Shoulder Bursitis WaranaDecember 3, 2011
Bursae are small fluid-filled sacs usually situated between a bone and a tendon. The role of a bursa is to reduce friction associated with movement of tendon over bone. There are numerous bursae around the hips, knees, shoulders, feet and elbows. The subacromial bursa in the shoulder joint is one of the most commonly affected.
Bursa may become inflamed due to infection, direct impact or overuse. Infection of bursae may follow a laceration which is not properly sterilised. Acute traumatic bursitis can occur following a direct blow to a bursa due to bleeding into the bursa. Overuse bursitis, which is the most common form, results from constant rubbing of a tendon over bone, maximising frictional demand on the bursa. For example, a person who throws a ball too many times with poor biomechanics at one interval may begin to cause this friction process in the shoulder.

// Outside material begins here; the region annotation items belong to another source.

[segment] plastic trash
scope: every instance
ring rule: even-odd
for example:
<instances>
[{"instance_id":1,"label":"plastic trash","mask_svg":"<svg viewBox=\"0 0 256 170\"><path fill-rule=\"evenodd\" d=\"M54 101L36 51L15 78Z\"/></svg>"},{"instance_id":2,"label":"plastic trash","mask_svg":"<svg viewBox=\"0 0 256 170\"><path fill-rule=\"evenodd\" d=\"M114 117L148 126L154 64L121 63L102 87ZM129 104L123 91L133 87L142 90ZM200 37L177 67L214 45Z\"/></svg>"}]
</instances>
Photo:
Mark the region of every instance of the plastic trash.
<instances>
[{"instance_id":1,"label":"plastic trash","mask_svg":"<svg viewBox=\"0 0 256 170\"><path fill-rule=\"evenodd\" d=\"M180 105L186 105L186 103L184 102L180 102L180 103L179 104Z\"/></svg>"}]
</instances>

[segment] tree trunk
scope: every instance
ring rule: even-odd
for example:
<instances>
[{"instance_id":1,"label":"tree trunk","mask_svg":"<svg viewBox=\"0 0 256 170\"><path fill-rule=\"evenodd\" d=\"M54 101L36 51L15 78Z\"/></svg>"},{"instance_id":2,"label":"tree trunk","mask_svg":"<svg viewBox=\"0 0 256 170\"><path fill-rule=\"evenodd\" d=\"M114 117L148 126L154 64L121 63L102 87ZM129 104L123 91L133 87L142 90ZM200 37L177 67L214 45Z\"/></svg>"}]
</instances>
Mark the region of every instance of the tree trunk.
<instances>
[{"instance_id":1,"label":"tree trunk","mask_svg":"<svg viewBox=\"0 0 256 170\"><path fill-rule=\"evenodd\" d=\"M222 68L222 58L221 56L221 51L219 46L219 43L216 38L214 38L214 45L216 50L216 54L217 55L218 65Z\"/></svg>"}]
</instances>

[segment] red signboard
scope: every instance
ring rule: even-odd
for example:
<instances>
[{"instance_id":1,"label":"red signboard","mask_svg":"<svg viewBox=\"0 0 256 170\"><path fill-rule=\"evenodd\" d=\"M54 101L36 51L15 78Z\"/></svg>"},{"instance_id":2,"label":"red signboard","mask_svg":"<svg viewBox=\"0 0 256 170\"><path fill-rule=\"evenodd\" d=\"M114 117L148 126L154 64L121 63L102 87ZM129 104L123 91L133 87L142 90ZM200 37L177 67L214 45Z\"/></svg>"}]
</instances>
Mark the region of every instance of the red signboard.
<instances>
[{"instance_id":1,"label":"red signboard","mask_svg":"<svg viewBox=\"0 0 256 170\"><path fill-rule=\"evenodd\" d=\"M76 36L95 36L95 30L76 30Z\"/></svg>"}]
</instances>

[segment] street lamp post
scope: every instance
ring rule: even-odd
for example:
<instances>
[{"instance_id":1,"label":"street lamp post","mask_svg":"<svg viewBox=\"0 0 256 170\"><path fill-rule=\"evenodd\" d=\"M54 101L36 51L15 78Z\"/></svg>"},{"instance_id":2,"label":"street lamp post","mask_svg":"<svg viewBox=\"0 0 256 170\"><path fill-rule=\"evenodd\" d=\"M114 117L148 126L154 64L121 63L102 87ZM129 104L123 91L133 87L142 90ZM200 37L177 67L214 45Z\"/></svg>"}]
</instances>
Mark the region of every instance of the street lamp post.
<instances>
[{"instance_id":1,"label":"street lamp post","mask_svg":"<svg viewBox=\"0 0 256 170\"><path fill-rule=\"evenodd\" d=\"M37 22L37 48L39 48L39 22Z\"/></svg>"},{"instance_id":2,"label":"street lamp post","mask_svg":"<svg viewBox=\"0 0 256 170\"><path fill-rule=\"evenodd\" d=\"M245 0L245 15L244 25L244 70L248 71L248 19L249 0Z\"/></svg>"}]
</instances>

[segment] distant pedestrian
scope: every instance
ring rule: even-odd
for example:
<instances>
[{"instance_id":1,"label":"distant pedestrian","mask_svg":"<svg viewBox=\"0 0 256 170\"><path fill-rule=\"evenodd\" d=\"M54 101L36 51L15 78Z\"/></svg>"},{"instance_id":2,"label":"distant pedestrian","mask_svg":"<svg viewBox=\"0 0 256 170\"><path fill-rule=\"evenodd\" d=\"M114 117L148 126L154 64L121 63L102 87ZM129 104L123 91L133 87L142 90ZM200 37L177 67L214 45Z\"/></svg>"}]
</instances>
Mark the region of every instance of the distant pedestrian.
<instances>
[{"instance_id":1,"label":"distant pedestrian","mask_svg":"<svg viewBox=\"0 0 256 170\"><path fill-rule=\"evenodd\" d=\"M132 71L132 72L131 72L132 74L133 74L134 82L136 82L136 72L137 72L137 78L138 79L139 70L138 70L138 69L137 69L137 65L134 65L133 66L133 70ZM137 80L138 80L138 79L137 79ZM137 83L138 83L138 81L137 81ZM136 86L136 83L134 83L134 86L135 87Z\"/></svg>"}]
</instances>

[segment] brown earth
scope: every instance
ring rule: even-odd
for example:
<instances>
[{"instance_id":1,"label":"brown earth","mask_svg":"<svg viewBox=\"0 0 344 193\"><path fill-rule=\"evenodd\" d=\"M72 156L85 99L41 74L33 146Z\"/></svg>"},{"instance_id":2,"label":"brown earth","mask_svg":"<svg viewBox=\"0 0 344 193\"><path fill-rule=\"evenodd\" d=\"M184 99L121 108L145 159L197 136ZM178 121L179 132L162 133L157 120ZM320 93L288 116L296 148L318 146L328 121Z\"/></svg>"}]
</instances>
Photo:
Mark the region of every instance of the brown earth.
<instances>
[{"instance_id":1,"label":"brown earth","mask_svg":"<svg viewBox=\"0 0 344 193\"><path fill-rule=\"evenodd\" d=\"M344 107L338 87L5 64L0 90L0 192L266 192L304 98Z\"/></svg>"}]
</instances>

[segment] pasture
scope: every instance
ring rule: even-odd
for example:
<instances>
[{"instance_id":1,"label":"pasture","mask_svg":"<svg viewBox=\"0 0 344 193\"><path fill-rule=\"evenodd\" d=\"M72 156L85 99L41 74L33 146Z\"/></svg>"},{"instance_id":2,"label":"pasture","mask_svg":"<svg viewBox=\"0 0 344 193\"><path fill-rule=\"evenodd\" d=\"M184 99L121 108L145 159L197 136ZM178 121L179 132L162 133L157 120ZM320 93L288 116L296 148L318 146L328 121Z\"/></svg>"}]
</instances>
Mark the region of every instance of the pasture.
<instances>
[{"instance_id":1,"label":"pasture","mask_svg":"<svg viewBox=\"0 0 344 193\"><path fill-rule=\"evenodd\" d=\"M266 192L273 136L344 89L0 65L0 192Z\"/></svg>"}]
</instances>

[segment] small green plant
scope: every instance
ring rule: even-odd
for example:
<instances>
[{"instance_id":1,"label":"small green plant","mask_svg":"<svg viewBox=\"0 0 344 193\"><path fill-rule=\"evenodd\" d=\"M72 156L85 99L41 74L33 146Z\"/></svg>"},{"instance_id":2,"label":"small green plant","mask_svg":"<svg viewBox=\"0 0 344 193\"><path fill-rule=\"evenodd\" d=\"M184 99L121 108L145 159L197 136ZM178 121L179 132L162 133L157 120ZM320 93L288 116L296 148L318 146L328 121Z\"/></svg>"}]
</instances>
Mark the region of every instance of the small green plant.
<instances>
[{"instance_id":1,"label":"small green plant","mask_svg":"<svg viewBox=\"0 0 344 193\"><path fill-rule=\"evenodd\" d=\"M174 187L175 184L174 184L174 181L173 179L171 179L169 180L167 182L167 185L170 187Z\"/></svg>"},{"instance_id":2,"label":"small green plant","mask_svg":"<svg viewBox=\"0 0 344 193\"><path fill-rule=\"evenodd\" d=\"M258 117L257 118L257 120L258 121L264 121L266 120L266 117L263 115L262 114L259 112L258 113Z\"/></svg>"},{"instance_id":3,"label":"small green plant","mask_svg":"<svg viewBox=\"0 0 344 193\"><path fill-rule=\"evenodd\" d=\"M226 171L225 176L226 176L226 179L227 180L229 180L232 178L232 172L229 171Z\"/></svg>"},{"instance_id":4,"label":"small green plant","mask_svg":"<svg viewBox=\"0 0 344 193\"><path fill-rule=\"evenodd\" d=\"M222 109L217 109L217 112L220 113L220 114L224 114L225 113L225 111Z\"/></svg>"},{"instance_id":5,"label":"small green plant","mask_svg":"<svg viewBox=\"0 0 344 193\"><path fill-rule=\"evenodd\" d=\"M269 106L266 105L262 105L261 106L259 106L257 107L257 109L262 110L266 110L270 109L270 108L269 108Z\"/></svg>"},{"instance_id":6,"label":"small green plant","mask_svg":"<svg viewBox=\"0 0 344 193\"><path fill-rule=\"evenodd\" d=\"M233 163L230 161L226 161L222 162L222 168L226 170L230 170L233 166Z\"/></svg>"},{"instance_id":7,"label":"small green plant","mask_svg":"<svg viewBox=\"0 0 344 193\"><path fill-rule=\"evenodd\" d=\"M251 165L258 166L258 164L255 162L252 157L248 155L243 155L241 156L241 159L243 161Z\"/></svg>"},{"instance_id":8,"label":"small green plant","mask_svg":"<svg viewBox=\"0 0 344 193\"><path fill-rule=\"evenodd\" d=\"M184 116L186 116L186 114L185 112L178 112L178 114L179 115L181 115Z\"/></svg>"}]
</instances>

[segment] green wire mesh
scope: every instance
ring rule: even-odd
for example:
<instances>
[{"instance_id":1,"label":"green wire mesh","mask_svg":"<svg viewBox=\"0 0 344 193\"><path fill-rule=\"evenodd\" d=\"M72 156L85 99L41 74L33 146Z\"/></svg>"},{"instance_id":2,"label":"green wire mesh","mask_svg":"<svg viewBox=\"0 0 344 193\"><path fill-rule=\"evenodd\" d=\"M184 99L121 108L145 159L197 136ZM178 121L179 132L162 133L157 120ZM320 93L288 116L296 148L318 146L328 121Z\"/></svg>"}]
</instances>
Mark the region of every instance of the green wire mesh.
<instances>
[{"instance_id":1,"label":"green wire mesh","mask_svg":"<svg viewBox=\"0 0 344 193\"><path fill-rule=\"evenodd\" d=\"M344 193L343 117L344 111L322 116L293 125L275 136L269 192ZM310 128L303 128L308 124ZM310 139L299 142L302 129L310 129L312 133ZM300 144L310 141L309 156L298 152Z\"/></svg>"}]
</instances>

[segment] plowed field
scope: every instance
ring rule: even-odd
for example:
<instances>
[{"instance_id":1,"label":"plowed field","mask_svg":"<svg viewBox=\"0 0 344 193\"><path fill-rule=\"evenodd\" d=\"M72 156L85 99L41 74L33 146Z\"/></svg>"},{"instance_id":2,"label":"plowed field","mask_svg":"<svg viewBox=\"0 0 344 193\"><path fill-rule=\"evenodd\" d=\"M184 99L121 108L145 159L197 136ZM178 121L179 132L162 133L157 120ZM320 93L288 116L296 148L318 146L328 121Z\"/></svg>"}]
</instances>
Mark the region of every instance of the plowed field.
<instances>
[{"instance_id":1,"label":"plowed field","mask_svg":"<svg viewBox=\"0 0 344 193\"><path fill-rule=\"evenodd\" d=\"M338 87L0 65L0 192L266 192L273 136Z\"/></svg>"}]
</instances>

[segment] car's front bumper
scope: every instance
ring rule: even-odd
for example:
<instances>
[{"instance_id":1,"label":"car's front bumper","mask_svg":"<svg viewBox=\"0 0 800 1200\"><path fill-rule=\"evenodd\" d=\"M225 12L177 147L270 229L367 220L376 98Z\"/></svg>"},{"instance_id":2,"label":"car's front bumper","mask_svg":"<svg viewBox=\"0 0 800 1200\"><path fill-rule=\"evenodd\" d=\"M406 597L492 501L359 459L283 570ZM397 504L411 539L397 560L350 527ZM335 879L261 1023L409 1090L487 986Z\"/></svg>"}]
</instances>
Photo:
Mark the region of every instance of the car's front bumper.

Symptoms can vary from an achy pain and stiffness in a joint, to a burning that surrounds the whole joint around the inflamed bursa. The pain is usually worse following activity, and joint area can become stiff the following day.
A period of rest from aggravating activities is normally required. In addition, biomechanical analysis is often used to address any issues that may be causative. Soft tissue therapy to surrounding musculature, electrotherapeutic modalities, manual therapy to joints and exercise are all commonly used. Depending on the severity of the bursitis, recovery times range from 2-8 weeks.